Introduction#
Ensure the security of your commits by following these simple steps to set up GPG key signing. Add an extra layer of protection to your Git repositories with this quick and easy guide.
Step 1: Install Necessary Packages#
Start by installing the required packages, GnuPG, and pinentry:
sudo pacman -S gnupg pinentry
Step 2: Generate a GPG Keypair#
Generate a GPG keypair with the following command. Follow the prompts and enter information consistent with your GitHub/GitLab/Codeberg/Gitea account:
gpg --full-generate-key
- Choose RSA for enhanced security.
- Opt for a key size of 4096 for better security.
- Set the key expiration (0 for no expiration).
- Enter information matching your account details.
- Set a passphrase for the GPG keys.
Step 3: Retrieve the Public Key#
Get your GPG key’s information using the following command:
gpg --list-secret-keys --keyid-format LONG
Copy the GPG key ID (the sec value, not ssb). Now, obtain the PGP Public Key:
gpg --armor --export <GPG_KEY_ID>
Copy the displayed GPG Public key.
Step 4: Add GPG Key to Your Account#
For Git repositories, the steps are essentially the same. Log in to your account, navigate to the GPG section, and paste the GPG Key.

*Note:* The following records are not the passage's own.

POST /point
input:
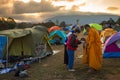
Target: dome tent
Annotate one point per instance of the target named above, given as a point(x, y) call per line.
point(111, 47)
point(29, 42)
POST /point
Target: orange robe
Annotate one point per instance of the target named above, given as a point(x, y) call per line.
point(92, 53)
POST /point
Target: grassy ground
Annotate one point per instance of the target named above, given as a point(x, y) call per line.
point(52, 68)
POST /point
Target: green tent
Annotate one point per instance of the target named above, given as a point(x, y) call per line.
point(27, 42)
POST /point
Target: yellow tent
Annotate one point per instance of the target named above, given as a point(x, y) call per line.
point(105, 34)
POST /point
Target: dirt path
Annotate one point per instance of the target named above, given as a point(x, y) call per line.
point(52, 68)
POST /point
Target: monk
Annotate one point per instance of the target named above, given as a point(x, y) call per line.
point(92, 51)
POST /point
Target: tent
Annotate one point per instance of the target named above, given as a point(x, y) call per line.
point(53, 28)
point(57, 34)
point(106, 33)
point(27, 42)
point(111, 47)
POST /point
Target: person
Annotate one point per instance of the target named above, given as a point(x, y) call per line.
point(65, 48)
point(92, 50)
point(72, 44)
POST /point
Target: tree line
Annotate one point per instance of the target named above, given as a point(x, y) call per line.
point(9, 23)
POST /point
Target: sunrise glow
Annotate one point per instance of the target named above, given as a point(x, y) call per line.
point(27, 1)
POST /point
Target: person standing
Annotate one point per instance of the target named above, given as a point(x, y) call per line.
point(72, 44)
point(92, 52)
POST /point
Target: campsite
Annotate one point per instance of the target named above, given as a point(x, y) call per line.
point(52, 65)
point(52, 68)
point(60, 40)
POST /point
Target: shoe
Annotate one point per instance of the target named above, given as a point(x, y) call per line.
point(71, 70)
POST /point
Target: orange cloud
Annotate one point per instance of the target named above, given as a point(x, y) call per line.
point(112, 8)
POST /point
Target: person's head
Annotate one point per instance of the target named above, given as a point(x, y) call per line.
point(87, 27)
point(77, 31)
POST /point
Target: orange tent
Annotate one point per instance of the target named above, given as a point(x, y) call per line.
point(54, 28)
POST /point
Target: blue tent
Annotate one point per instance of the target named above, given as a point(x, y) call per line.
point(3, 41)
point(58, 36)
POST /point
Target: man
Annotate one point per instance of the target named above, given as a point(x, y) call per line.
point(92, 54)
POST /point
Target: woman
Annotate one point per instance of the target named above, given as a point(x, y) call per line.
point(72, 44)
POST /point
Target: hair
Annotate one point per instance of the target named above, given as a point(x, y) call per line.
point(86, 26)
point(77, 30)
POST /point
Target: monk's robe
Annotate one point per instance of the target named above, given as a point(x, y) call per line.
point(92, 52)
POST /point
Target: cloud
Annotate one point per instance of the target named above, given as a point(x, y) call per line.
point(112, 8)
point(33, 7)
point(6, 6)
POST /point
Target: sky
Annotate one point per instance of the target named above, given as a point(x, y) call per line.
point(42, 9)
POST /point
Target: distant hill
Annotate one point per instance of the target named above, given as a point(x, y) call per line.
point(84, 18)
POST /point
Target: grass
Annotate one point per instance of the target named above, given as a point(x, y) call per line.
point(52, 68)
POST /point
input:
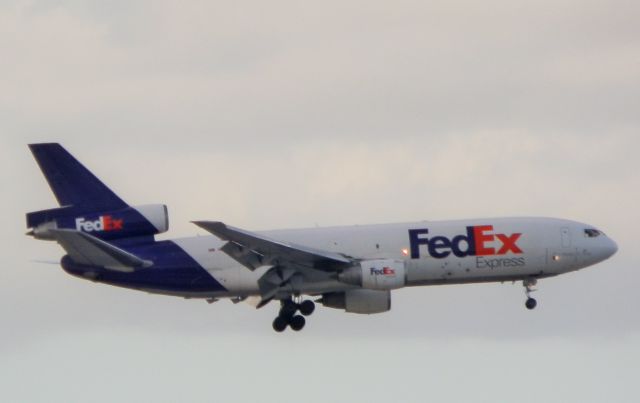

Step 5: Verify Your Public GPG Key#
In the same section, find a “Verify” button. Copy the provided command line, paste it into your terminal, copy the output, and paste it back into the verification section. Your GPG Key should now be verified.
Step 6: TTY Session#
Before proceeding, ensure the active session can use the GPG key, Add into ~/.zshrc:
export GPG_TTY=$(tty)
Step 7: Git Configuration Setup#
Configure Git to use your GPG key:
git config --global user.signingkey <GPG_KEY_ID>
git config --global commit.gpgSign true
Replace <GPG KEY ID> with your actual GPG key ID.
Step 8: Commit a Message#
When committing, Git will prompt for the passphrase associated with your GPG key, adding an extra layer of security:
git commit -S -m "commit message"
Ensure this commit is made with the corresponding Public Key.